Car l’épreuve de volonté pose une autre question qui s’adresse directement à nous. Seules des forces de l’extérieur peuvent libérer l’Ukraine de l’invasion. Le refus de l’OTAN de s’engager dans une zone d’exclusion aérienne indique très précisément où se situent ses membres occidentaux sur l’échelle de volonté. L’armée française s’est préparée pendant des décennies à « casser du char russe », il lui en reste des équipements d’excellent niveau ; peut-on au moins les faire passer aux Ukrainiens ?

3. L’énergie est un fascinant miroir où chacun voit exposés ses hésitations, ses tropismes et ses intentions cachées. Les Européens ont ciselé les sanctions pour ne pas s’exposer, à court terme, à des pénuries. Ils semblent déterminés à se passer du gaz russe (et du pétrole ?) mais on ne se passe pas facilement de 1800 TWh d’énergie (gaz uniquement). Pour rappel un EPR de dernière génération a une puissance de 1650 MW, soit une production annuelle de 11 TWH (facteur de charge 75%). On cherche donc, grosso modo, l’équivalent énergétique de 160 réacteurs EPR pour remplacer le gaz russe. Pertinemment, les Allemands réfléchissent à maintenir leurs trois derniers réacteurs en activité…

La géopolitique de l’énergie restera passionnante. Les flux refusés par l’Europe partiront vers la Chine qui trouvera là une nouvelle justification à sa vision continentale des routes de la soie. Un Iran libéré des sanctions (il faut choisir ses combats) pourrait produire, et vendre, 2,5 M de barils par jour, seront-ils dédaignés ?

Mais le plus intéressant est peut-être l’abandon par BP, Shell et Equinor de leurs participations dans des entreprises publiques russes. Les revendre sera compliqué, on va donc vers une perte de valeur d’environ 25 Mds d’euros.

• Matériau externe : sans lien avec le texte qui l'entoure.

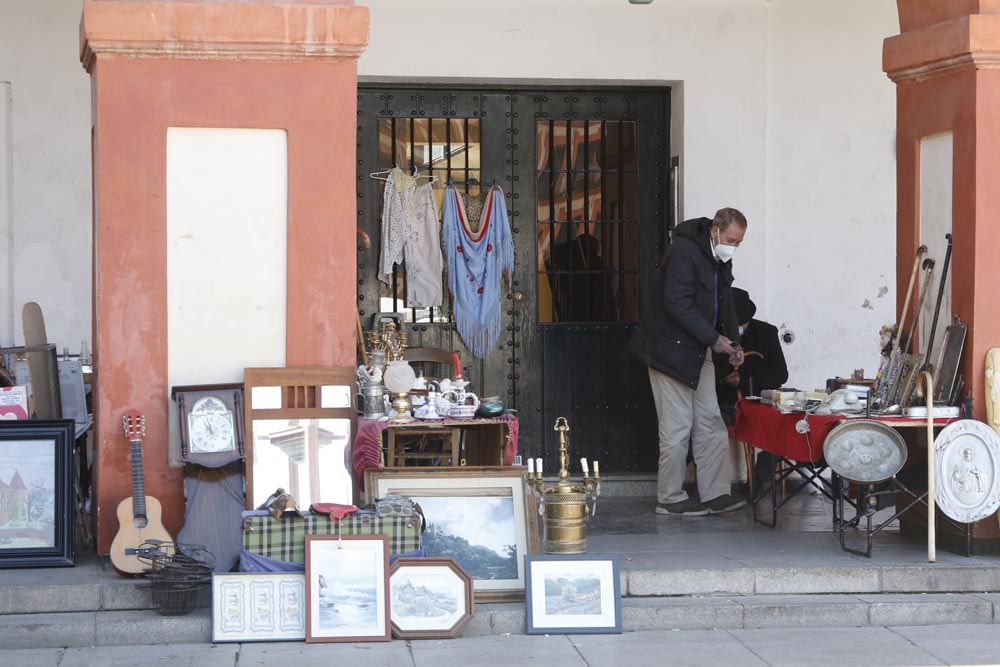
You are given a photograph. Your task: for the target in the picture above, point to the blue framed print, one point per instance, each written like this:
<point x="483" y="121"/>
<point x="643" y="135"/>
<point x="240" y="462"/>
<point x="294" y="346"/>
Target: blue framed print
<point x="578" y="594"/>
<point x="36" y="489"/>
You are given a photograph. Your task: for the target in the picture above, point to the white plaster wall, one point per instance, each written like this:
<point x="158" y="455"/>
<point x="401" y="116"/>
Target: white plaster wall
<point x="716" y="47"/>
<point x="831" y="184"/>
<point x="787" y="116"/>
<point x="51" y="202"/>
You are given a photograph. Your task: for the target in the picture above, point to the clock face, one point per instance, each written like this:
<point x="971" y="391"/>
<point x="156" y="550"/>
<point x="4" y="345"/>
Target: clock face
<point x="210" y="427"/>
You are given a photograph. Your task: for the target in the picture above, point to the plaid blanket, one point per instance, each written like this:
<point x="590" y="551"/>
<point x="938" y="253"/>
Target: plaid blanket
<point x="285" y="538"/>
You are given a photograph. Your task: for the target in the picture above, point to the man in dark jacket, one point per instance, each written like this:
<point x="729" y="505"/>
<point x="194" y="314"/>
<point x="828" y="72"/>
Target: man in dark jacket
<point x="763" y="368"/>
<point x="689" y="315"/>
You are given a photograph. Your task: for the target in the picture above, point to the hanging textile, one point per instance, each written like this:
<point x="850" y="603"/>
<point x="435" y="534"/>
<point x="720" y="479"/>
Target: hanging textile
<point x="410" y="232"/>
<point x="477" y="260"/>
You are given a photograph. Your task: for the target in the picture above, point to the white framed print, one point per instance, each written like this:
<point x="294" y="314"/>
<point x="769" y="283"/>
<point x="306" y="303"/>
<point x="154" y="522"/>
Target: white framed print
<point x="252" y="607"/>
<point x="347" y="588"/>
<point x="575" y="594"/>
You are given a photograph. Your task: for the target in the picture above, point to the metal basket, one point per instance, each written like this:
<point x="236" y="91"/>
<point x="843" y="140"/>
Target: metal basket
<point x="176" y="573"/>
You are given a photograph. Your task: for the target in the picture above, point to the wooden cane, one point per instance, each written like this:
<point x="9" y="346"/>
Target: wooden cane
<point x="931" y="490"/>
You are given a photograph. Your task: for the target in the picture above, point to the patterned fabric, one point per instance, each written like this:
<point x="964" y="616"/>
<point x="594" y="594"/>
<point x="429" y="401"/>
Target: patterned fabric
<point x="410" y="229"/>
<point x="284" y="539"/>
<point x="477" y="262"/>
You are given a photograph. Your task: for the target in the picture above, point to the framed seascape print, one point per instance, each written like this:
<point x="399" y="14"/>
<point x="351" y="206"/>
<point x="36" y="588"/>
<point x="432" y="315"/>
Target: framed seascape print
<point x="482" y="517"/>
<point x="347" y="588"/>
<point x="573" y="595"/>
<point x="36" y="507"/>
<point x="254" y="607"/>
<point x="429" y="598"/>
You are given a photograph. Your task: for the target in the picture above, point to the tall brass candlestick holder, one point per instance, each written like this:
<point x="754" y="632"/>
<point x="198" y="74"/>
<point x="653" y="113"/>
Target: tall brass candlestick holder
<point x="565" y="505"/>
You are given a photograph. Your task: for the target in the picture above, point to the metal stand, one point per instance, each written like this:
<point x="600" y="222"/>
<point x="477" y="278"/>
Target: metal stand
<point x="868" y="498"/>
<point x="812" y="476"/>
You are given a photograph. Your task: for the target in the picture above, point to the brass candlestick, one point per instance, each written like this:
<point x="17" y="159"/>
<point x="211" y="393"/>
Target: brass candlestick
<point x="565" y="505"/>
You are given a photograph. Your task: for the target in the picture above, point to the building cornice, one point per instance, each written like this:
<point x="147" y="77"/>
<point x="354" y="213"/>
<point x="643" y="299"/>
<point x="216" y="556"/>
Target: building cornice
<point x="222" y="30"/>
<point x="967" y="43"/>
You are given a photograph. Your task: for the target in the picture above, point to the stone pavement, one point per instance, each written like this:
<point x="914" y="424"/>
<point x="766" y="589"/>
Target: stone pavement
<point x="874" y="647"/>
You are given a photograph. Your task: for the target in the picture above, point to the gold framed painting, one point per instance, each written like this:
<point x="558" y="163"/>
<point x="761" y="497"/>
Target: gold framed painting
<point x="483" y="517"/>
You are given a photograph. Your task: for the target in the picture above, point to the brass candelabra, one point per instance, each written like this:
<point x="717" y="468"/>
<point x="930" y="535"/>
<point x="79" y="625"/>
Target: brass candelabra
<point x="565" y="505"/>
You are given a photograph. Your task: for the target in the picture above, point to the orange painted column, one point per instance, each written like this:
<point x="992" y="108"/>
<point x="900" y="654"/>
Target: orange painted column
<point x="277" y="65"/>
<point x="946" y="64"/>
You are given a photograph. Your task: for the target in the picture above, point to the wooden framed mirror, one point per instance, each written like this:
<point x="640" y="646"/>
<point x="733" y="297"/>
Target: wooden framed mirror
<point x="299" y="423"/>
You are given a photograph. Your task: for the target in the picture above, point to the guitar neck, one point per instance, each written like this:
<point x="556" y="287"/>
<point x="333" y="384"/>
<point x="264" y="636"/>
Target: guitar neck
<point x="138" y="483"/>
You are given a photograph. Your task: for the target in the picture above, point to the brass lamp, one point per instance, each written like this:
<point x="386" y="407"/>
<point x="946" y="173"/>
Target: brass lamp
<point x="399" y="378"/>
<point x="565" y="505"/>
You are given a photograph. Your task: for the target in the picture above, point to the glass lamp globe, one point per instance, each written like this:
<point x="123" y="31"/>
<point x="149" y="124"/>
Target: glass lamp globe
<point x="398" y="379"/>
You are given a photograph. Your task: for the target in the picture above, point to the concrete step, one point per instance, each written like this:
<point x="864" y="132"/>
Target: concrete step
<point x="103" y="628"/>
<point x="770" y="611"/>
<point x="136" y="627"/>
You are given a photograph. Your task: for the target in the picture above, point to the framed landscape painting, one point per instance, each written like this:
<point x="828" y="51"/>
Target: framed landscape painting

Une lecture purement morale est peu convaincante. On aurait plutôt la tentation de reconnaître l’extraordinaire agilité du business à épouser les circonstances. Une lecture plus intéressante est de voir dans ces participations perdues les premiers stranded assets (actifs échoués) de la transition énergétique. Tous les grands majors ont pris conscience du péril, peut-être écologique, en tout cas capitalistique. Un rééquilibrage de leur portefeuille sous le coup des évènements n’est pas forcément pour leur déplaire.

4. Vous avez dit dénazification ? La divagation poutinienne n’a d’intérêt que pour éclairer ses motivations. Mais on peut revenir sur ce que dénazification veut dire[2]. Il s’agit du long effort d’éducation culturelle pour réformer la société et la démocratiser en profondeur fait par les troupes d’occupation - surtout françaises, les Américains se concentrèrent sur l’épuration administrative - en Allemagne de l’ouest et en Autriche après leur défaite. Il s’agissait de contraindre les élites vaincues à s’affronter au passé et de libérer les esprits du cadre de propagande qui mena à la catastrophe. Bref, le genre de choses qu’il faudrait à la Russie de Poutine. 

 


[1] La mer, la mer toujours recommencée !

[2] Sébastien Chauffour, Corine Defrance, Stefan Martens, Marie-Bénédicte Vincent (éd.), La France et la dénazification de l’Allemagne après 1945, Bruxelles, Berlin, Bern et al. (Peter Lang) 2019.